Just then, the others began to drift in. They greeted one another by first name, except for Chuck, who was 'Doc,' and Judge Conant, who was addressed as 'Judge.'

The talk was general and random at first, but it tended to center on local politics and the forthcoming fall elections. One of the men, Ken Seitz, was a city councillor. The conversation was rather restrained until Seitz, a large jovial man, burst out good-humoredly,

"It's all right, Jackie, you bastard. I know you're not going to vote for me, but you don't have to hide behind Joe over there."

There was a burst of laughter, and the discomfited man, somewhat pink, joined in it himself. After a few minutes, Seitz observed,

"That goddam girls' school on the edge of town is buying the Sanders farm. They want the land so the girls can ride and bring their horses to school with them. There goes a bit more of our tax base."

Someone else broke in,

"I wouldn't mind if they had local girls in the school or contributed to the community in some way."

Another replied,

"None of our girls are rich or toney enough for em. It's a Catholic school, but they won't even take the local Catholic girls."

"The nuns and teachers don't shop here. They must go over to Orrville."

Seitz said,

"They don't buy their supplies here either. So far as I know, they have nothing to do with the town at all."

Chuck then spoke,

"I'm the doctor out at St. Monica's."

Seitz looked at him appraisingly.

"That surprises me. I thought sure they'd want a Catholic doctor. Do you mean you give the girls physicals and stuff?"

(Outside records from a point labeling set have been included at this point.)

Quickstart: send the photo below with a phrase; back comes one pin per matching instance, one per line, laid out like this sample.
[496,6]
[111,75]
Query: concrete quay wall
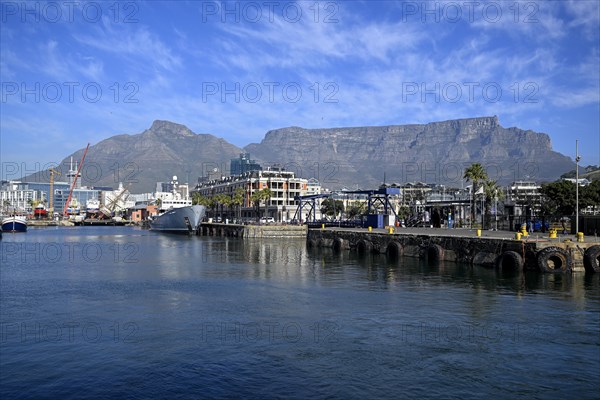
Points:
[502,253]
[253,231]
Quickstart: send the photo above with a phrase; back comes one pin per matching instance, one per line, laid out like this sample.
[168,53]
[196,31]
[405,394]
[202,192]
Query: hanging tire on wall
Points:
[591,259]
[435,253]
[394,250]
[510,261]
[364,247]
[554,260]
[338,245]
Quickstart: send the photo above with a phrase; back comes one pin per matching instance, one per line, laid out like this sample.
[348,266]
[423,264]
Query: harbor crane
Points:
[65,211]
[51,194]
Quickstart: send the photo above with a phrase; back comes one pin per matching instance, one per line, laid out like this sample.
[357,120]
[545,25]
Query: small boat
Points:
[178,220]
[14,224]
[92,206]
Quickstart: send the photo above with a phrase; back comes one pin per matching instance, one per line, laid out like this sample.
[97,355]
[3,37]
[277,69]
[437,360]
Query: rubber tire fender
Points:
[435,253]
[591,259]
[364,247]
[549,257]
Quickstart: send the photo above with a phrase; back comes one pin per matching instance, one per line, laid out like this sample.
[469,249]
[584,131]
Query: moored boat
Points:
[14,224]
[179,220]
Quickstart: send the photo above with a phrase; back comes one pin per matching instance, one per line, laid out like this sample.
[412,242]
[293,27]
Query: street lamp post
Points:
[577,159]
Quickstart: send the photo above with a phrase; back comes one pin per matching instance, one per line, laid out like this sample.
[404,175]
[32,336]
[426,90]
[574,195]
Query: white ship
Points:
[16,223]
[179,215]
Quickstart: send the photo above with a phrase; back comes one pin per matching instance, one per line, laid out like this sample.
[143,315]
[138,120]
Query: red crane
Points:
[65,212]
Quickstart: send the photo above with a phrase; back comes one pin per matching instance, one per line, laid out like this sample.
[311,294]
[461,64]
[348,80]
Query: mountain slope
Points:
[155,155]
[435,152]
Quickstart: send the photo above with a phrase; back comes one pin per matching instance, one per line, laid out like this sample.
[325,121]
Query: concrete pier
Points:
[252,231]
[493,249]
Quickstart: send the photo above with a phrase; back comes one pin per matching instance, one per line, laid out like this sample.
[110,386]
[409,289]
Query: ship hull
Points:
[179,220]
[14,224]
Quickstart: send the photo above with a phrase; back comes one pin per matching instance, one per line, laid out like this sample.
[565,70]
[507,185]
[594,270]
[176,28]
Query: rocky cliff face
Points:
[352,157]
[435,152]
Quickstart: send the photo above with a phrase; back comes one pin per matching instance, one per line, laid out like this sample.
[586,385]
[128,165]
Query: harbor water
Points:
[122,312]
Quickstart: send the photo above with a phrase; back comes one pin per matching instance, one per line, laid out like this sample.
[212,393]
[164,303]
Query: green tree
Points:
[559,197]
[476,174]
[259,196]
[493,193]
[238,200]
[222,201]
[356,209]
[331,207]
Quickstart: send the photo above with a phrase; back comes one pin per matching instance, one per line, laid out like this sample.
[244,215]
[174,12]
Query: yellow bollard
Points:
[518,235]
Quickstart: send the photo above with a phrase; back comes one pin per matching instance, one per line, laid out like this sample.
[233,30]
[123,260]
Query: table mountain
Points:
[436,152]
[352,157]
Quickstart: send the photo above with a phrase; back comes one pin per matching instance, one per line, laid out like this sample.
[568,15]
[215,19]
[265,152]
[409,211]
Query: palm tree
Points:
[223,201]
[238,200]
[492,193]
[475,173]
[261,195]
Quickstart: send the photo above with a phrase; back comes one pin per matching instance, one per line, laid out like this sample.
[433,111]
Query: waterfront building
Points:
[284,186]
[526,198]
[18,197]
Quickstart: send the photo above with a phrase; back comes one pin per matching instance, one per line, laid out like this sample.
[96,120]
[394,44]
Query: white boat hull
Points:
[14,224]
[179,220]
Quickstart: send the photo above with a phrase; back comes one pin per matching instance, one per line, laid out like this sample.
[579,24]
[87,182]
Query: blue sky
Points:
[78,72]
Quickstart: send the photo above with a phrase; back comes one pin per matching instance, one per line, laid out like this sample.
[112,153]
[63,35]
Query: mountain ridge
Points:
[435,152]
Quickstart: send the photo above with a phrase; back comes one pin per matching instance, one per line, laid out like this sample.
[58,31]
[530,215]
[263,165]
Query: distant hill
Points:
[155,155]
[436,152]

When Chuck nodded, Seitz replied,

"I didn't think they'd let a young stud like you anywhere near the girls. I'd have sent them old Doc Bradley."

Chuck laughed,

"They used to have him, but they were looking for someone cheaper. The girls may be rich, but the school cuts all the corners."

Someone added,

"The fuckin rich always do."

The group broke up presently, but Howie and Chuck remained. Chuck said to him,

"I've at times wondered how you manage to fit in so well with these people who hardly know there's a world outside Bollinger. But I can see now that they're civilized compared to your college room-mates."

"Very much so. I doubt that Ken Seitz would invite people to admire his stools."

"Quite probably not. Do you think, Howie, that this sort of outlook might have put off some of the young ladies you've approached?"

Howie laughed and replied,

"Anyhow, I'm a reformed character now."